The United States has accused “Chinese actors” of being the world’s biggest perpetrators of economic espionage and U.S. security experts warn of a rising number of Internet-based attacks originating from China on U.S. corporate and government computers. China rejects the charges.
Concerns over cyber security was heightened last month with the discovery of the Flame virus, described as one of the most sophisticated pieces of malicious software discovered to date.

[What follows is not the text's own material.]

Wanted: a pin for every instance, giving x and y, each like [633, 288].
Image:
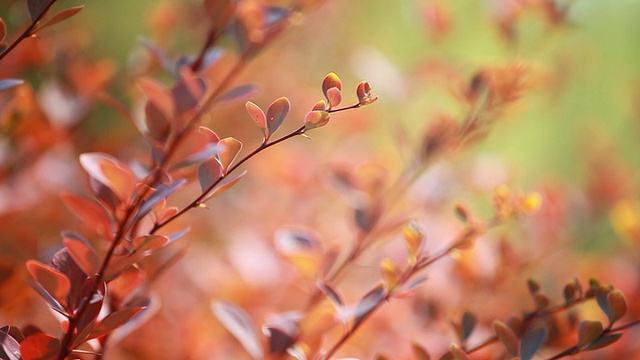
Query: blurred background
[572, 136]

Security experts said the Flame virus was infecting computers in Iran and the Middle East and may have been deployed at least five years ago to engage in state-sponsored cyber espionage.
Before entering China, both Smith and his staff left their laptops and phones in Hong Kong to avoid potential interception, the Sydney Morning Herald newspaper reported on Wednesday.
The anti-espionage precautions, rare for Australian ministerial visits to other countries, were arranged by Australia’s defense department following allegations that laptops and mobile phones were compromised during previous ministerial visits to China, the newspaper said.
A spokeswoman from Smith’s office declined to comment on the report or specific arrangements for the visit.
Earlier this year, Australia blocked Huawei Technologies, a Chinese telecommunication company, from bidding on the national broadband network citing security concerns.
China is Australia’s number one trading partner and the biggest customer for Australian exports. Bilateral trade is worth around A$105 billion a year with exports to China worth A$65 billion in 2010-11.